Both Arizona and Washington LLCs provide limited liability protection to their members.

This means that the personal assets of the LLC members are generally protected from the business’s debts and liabilities.

In most cases, members are only liable for the amount they have invested in the LLC.

LLCs in both Arizona and Washington are recognized as separate legal entities from their owners.
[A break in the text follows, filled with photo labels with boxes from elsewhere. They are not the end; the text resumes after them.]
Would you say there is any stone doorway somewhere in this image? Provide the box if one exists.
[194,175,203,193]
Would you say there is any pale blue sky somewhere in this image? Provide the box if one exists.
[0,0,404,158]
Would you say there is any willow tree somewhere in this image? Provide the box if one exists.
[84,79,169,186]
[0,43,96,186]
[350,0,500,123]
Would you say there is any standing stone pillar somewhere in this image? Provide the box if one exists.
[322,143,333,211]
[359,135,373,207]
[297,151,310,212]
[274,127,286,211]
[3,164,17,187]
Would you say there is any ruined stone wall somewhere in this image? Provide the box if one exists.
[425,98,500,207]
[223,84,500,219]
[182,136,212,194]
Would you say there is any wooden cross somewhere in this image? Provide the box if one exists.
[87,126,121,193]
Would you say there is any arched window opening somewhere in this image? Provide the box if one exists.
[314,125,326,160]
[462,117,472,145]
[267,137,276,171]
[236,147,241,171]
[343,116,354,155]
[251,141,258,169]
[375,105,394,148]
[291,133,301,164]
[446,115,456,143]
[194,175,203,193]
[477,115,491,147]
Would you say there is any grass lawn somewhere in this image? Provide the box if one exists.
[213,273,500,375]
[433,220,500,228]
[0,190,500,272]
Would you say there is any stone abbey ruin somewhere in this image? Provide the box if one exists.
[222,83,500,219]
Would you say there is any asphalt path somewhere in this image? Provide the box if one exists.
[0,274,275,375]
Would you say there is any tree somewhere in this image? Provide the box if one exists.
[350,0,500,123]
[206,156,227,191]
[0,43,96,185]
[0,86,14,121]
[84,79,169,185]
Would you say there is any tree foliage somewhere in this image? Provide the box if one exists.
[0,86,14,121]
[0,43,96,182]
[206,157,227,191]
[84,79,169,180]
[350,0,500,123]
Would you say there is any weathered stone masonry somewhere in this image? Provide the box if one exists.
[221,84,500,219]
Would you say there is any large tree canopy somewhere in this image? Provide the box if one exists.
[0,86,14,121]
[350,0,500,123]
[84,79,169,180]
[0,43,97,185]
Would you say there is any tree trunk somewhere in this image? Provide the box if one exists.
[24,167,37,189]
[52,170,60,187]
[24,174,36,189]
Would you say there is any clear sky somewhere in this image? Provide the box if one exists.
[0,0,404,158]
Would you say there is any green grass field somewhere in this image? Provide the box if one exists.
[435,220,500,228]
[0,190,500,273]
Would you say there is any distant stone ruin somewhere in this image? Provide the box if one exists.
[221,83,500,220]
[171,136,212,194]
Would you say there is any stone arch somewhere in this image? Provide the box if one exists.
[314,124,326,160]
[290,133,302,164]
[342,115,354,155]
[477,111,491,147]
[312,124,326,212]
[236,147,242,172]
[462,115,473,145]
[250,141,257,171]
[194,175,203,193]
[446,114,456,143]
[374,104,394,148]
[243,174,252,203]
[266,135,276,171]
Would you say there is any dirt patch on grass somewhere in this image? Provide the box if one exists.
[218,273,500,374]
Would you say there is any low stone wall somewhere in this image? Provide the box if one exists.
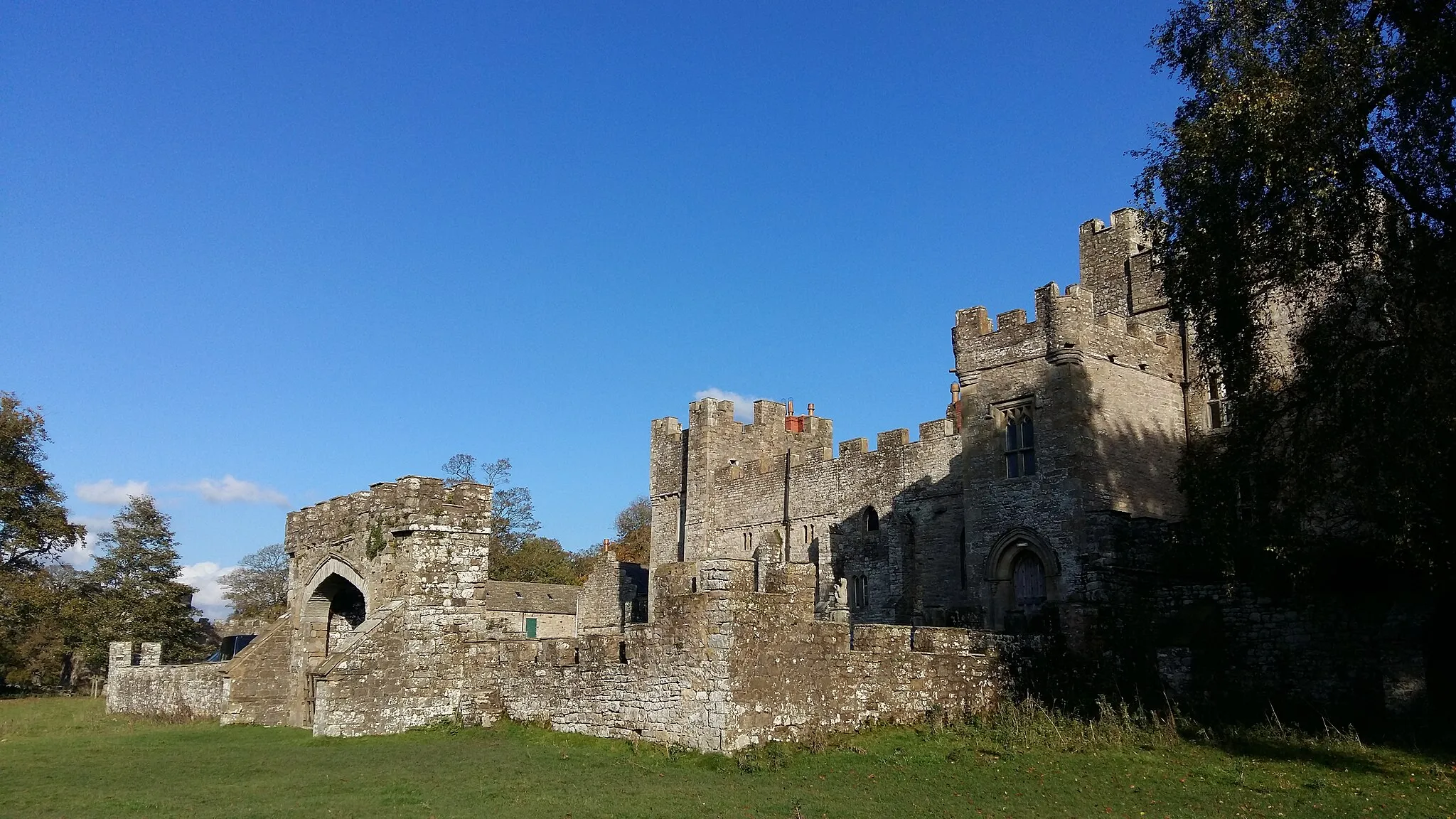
[311,561,1002,752]
[107,663,227,719]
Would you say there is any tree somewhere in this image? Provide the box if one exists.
[0,392,86,688]
[1137,0,1456,593]
[613,496,653,565]
[444,453,542,553]
[220,544,289,619]
[85,496,211,663]
[491,537,591,586]
[443,451,475,487]
[0,392,86,572]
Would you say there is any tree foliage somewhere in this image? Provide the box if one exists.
[1139,0,1456,589]
[491,537,591,586]
[0,392,86,688]
[0,392,86,569]
[83,496,210,663]
[444,453,542,553]
[218,544,289,619]
[613,496,653,565]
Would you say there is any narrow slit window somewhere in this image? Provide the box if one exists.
[1003,404,1037,478]
[1209,373,1232,430]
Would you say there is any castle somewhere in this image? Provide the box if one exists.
[108,210,1420,751]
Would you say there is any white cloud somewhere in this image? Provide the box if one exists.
[182,475,289,505]
[75,478,151,505]
[178,561,237,619]
[693,386,763,424]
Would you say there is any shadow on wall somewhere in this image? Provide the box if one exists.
[830,361,1438,729]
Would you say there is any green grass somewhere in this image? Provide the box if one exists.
[0,698,1456,818]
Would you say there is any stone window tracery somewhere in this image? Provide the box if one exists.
[1209,373,1233,430]
[1002,402,1037,478]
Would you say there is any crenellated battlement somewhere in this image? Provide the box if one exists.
[951,279,1181,385]
[284,475,492,551]
[715,418,958,482]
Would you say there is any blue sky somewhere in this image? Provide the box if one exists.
[0,1,1178,611]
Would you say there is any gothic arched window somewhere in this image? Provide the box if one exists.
[1003,404,1037,478]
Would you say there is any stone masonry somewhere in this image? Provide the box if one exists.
[108,210,1420,740]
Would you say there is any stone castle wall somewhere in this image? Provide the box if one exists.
[107,643,227,719]
[313,560,1000,751]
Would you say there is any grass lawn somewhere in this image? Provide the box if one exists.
[0,698,1456,818]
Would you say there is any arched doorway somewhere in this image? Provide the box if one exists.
[1010,550,1047,618]
[309,574,367,654]
[985,530,1060,633]
[299,558,368,662]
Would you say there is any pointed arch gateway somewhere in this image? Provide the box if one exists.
[299,555,368,662]
[985,528,1061,631]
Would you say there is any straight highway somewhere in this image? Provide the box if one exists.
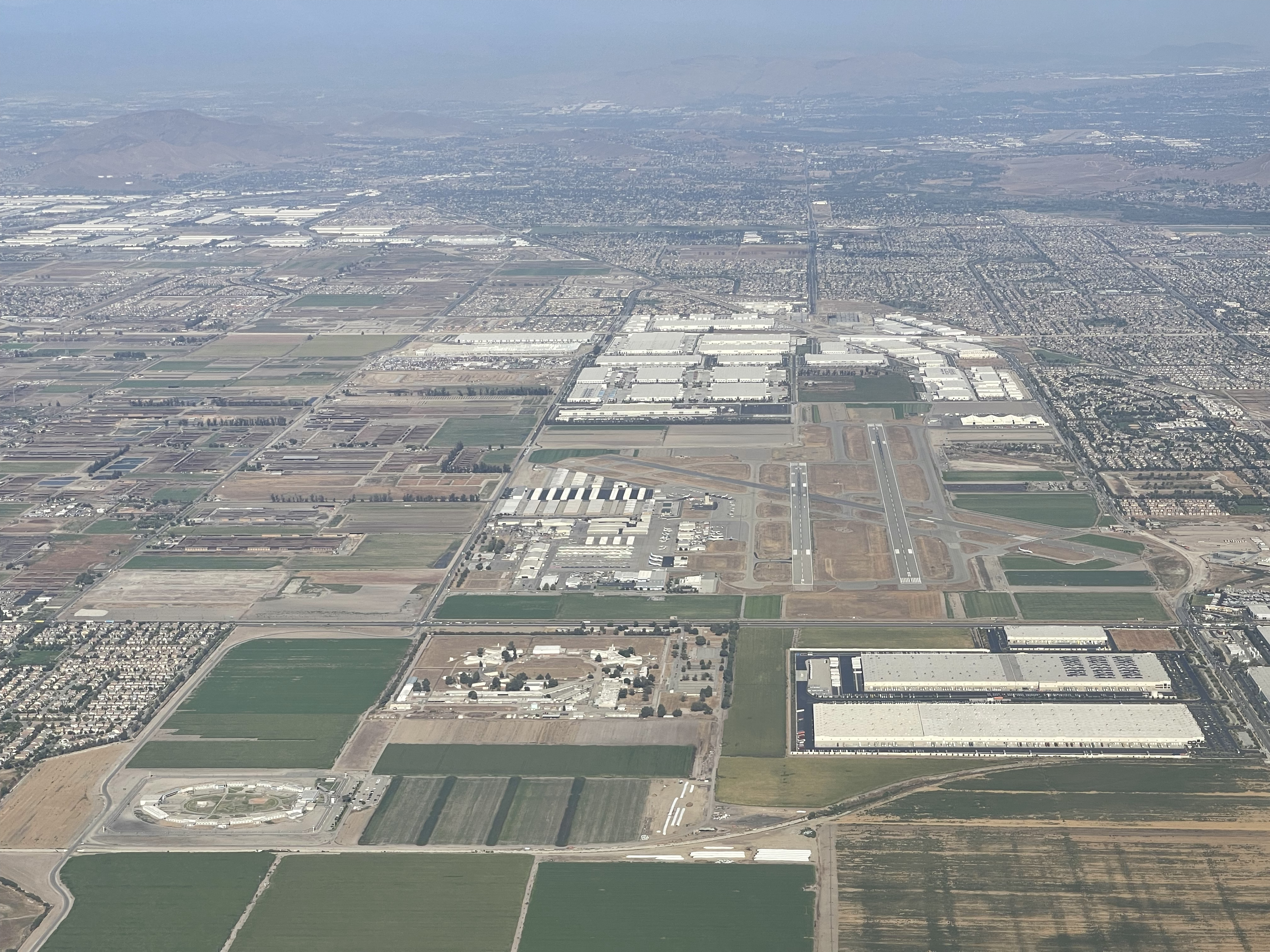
[869,423,922,585]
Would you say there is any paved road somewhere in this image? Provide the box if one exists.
[869,423,922,585]
[790,463,814,589]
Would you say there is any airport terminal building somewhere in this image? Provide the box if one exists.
[814,702,1204,755]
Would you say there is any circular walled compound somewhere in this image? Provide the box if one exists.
[136,781,326,830]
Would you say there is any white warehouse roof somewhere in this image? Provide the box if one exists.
[706,383,769,400]
[813,703,1204,753]
[1004,625,1107,646]
[861,651,1172,693]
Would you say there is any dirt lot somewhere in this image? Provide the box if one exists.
[811,519,895,581]
[799,423,832,447]
[758,463,790,489]
[754,562,794,583]
[391,717,710,746]
[754,522,790,558]
[1107,628,1179,651]
[0,744,124,849]
[785,592,947,621]
[754,503,790,519]
[806,463,879,496]
[74,569,287,621]
[913,536,952,581]
[895,463,931,503]
[886,427,917,460]
[842,427,872,461]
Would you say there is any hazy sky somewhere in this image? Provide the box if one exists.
[7,0,1270,99]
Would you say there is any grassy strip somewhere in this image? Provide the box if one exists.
[556,777,587,847]
[485,777,521,847]
[357,777,401,847]
[414,776,459,847]
[723,628,794,756]
[1067,532,1146,555]
[1006,569,1156,589]
[742,595,781,618]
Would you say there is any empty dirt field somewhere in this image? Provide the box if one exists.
[913,536,952,581]
[754,562,794,583]
[785,592,947,621]
[837,824,1270,952]
[75,569,287,621]
[842,427,872,462]
[806,463,878,496]
[799,423,833,447]
[754,522,790,558]
[895,463,931,503]
[392,717,710,746]
[1107,628,1179,651]
[886,427,917,460]
[758,463,790,490]
[0,744,123,849]
[811,519,895,581]
[754,499,790,519]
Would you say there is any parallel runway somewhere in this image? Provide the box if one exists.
[790,463,814,588]
[869,423,922,585]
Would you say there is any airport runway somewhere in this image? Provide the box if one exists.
[790,463,814,589]
[869,423,922,585]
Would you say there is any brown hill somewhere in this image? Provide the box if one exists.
[27,109,326,185]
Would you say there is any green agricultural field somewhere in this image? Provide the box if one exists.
[498,777,574,845]
[287,294,387,307]
[123,555,282,571]
[742,595,781,618]
[129,638,409,773]
[358,777,444,847]
[1015,592,1172,622]
[798,625,974,647]
[375,744,693,777]
[1067,532,1146,555]
[434,593,742,621]
[1006,570,1156,589]
[952,492,1099,529]
[799,373,917,404]
[715,756,973,808]
[0,460,83,474]
[944,470,1067,482]
[291,334,405,357]
[569,777,649,845]
[233,853,533,952]
[42,853,273,952]
[998,556,1116,571]
[871,790,1270,823]
[529,449,621,463]
[428,414,539,448]
[518,862,815,952]
[961,592,1019,618]
[428,777,508,845]
[723,628,794,756]
[150,487,207,503]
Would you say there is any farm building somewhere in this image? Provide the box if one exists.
[861,651,1172,696]
[813,703,1204,754]
[1006,625,1107,647]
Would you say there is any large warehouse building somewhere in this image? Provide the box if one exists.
[813,702,1204,754]
[860,651,1172,697]
[1006,625,1107,647]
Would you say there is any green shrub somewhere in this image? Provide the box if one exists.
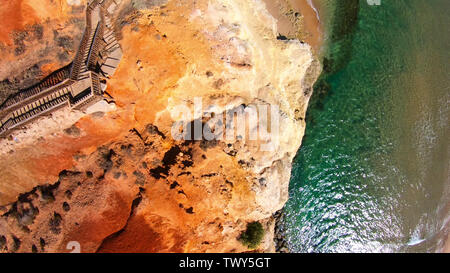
[239,222,264,249]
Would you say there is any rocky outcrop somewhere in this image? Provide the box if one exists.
[0,0,320,252]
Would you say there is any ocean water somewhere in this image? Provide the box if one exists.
[282,0,450,252]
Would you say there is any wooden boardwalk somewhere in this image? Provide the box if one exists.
[0,0,122,137]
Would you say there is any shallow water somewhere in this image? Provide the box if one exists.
[284,0,450,252]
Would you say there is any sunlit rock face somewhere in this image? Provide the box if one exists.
[0,0,320,252]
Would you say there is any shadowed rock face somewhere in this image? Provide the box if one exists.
[0,0,86,103]
[0,0,319,252]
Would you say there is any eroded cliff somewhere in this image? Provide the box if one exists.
[0,0,320,252]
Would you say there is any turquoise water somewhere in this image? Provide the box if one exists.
[283,0,450,252]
This allows them to enter into contracts, own assets, and conduct business in their own name.

Both states follow a pass-through tax system for LLCs.

This means that the LLC itself does not pay income tax at the state level.

Instead, the profits and losses of the LLC “pass through” to the individual members, who report them on their personal tax returns.

Both Arizona and Washington LLCs offer flexibility in terms of ownership and management structure.

LLCs can have multiple members (owners) and can be managed by the members themselves or designated managers.

This flexibility allows for various ownership arrangements and decision-making structures within the LLC.

Compared to other business entities like corporations, LLCs generally have fewer compliance requirements.

Both Arizona and Washington have relatively straightforward filing and reporting requirements for LLC formation and ongoing maintenance, making it easier for entrepreneurs to operate their businesses.

Additional Resources:

Steps to Form LLC in Arizona

Choose a name for your LLC that complies with Arizona’s naming requirements.

Conduct a name search to ensure your desired name is available.

Prepare and file Articles of Organization with the Arizona Corporation Commission.

Include necessary information in the Articles, such as the LLC’s name, principal address, registered agent, and member(s).

Pay the required filing fee to the Arizona Corporation Commission.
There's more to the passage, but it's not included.